The Caisse had been roundly criticized for acting in a heavy-handed manner to get its way even before it tabled its proposal for the REM de l’Est in late 2020. Mr. Legault’s Coalition Avenir Québec government nevertheless signed on to the second project in the hopes of kickstarting redevelopment of the city’s deindustrialized east end.

But negative public reaction to the Caisse’s plan to build unsightly elevated tracks on a major downtown thoroughfare and through quaint lower-income east-end neighbourhoods, including the heritage Morgan Park area, led Mr.
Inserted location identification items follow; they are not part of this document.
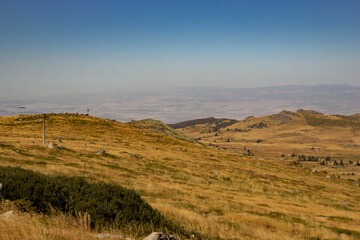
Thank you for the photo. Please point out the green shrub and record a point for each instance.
(109, 205)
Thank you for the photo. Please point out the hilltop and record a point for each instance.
(300, 132)
(218, 193)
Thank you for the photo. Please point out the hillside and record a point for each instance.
(160, 127)
(220, 194)
(301, 132)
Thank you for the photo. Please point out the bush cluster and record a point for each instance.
(109, 205)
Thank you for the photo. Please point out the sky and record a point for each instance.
(70, 46)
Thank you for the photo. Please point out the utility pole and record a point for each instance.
(44, 115)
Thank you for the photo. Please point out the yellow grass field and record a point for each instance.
(220, 193)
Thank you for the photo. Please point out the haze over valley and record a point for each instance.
(180, 104)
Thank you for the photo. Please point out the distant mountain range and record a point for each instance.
(180, 104)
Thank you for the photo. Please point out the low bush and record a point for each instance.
(108, 205)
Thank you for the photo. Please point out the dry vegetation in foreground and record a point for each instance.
(218, 193)
(26, 226)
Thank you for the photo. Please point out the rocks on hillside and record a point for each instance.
(160, 236)
(7, 215)
(51, 145)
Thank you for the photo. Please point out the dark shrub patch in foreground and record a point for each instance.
(108, 205)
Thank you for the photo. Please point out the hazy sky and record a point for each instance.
(65, 46)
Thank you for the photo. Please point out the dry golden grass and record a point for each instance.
(25, 226)
(216, 192)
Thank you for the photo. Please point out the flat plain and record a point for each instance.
(221, 190)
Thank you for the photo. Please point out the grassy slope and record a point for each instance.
(215, 192)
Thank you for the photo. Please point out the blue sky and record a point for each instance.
(49, 47)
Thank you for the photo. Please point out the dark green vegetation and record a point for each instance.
(217, 122)
(108, 205)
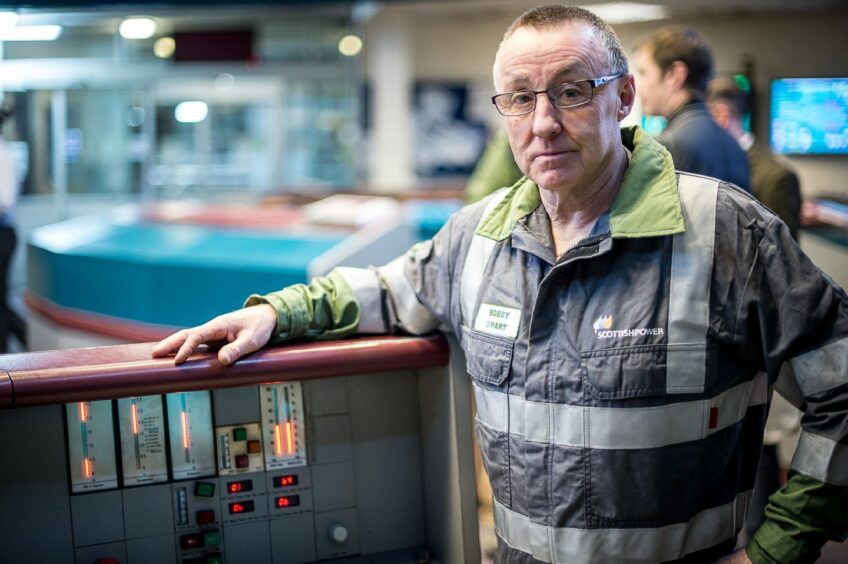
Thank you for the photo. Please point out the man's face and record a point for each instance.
(653, 85)
(562, 149)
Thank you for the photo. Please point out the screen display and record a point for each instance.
(241, 507)
(809, 116)
(240, 486)
(287, 501)
(285, 481)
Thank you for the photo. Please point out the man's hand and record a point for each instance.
(246, 330)
(736, 557)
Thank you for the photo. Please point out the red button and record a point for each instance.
(191, 541)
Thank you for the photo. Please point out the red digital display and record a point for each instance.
(240, 486)
(285, 481)
(245, 506)
(287, 501)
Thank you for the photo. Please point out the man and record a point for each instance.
(773, 183)
(673, 67)
(777, 187)
(495, 169)
(622, 343)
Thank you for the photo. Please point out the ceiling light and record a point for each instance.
(164, 47)
(627, 12)
(8, 19)
(191, 112)
(31, 33)
(350, 45)
(224, 82)
(137, 28)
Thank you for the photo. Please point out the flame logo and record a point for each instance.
(603, 322)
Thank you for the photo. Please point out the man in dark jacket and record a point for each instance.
(772, 182)
(673, 67)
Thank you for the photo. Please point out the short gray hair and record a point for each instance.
(547, 17)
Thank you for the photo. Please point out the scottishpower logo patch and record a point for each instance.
(603, 329)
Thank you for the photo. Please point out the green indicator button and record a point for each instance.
(211, 538)
(204, 489)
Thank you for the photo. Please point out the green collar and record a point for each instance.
(647, 204)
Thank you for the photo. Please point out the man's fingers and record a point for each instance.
(245, 343)
(190, 345)
(169, 344)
Legault to pull his support for the Caisse’s proposal – five months before a provincial election.

“The aerial section crossing downtown would have been a historic error that we absolutely had to avoid,” Ms. Plante insisted in announcing, alongside Mr. Legault, that the public-sector Société de transport de Montréal and the Agence regionale de transport métropolitain, or ARTM, will now work with the provincial transport ministry to develop an alternative to Caisse’s project. The new project will drop the REM de l’Est’s downtown section altogether and link up with the city’s subway system in east-end Montreal. It is expected to cost far less than $10-billion.

The ARTM, a provincial body responsible for planning public transit in the Greater Montreal Area, had been especially critical of the Caisse’s proposal. In a February report, it estimated that 94 per cent of rush-hour passengers on the REM de l’Est would have been diverted from the STM’s subway system or an existing suburban train-network, putting the financial viability of those public transit systems at risk.

Caisse chief executive officer Charles Émond, who was appointed to the top job at the pension-fund manager by Mr. Legault in early 2020, last week appeared to accuse Ms. Plante of flipflopping, telling reporters that the mayor had privately told him 10 days earlier that she supported the Caisse’s revised plan to bury a 500-metre portion of the REM de l’Est along René-Lévesque Blvd. He also noted that the Caisse had trademarked the REM de l’Est moniker, implying the city and province cannot legally use that name for their project.

His comments sounded like sour grapes, leaving Mr. Émond, who earned $6.3-million in 2021, with an even bigger black eye than had he humbly accepted the decision of elected officials to take control of the project from the Caisse.

Some analysts suggested the REM de l’Est debacle should not hurt the Caisse’s chances of selling its turnkey infrastructure model to other cities. Mr. Émond’s comments suggest otherwise.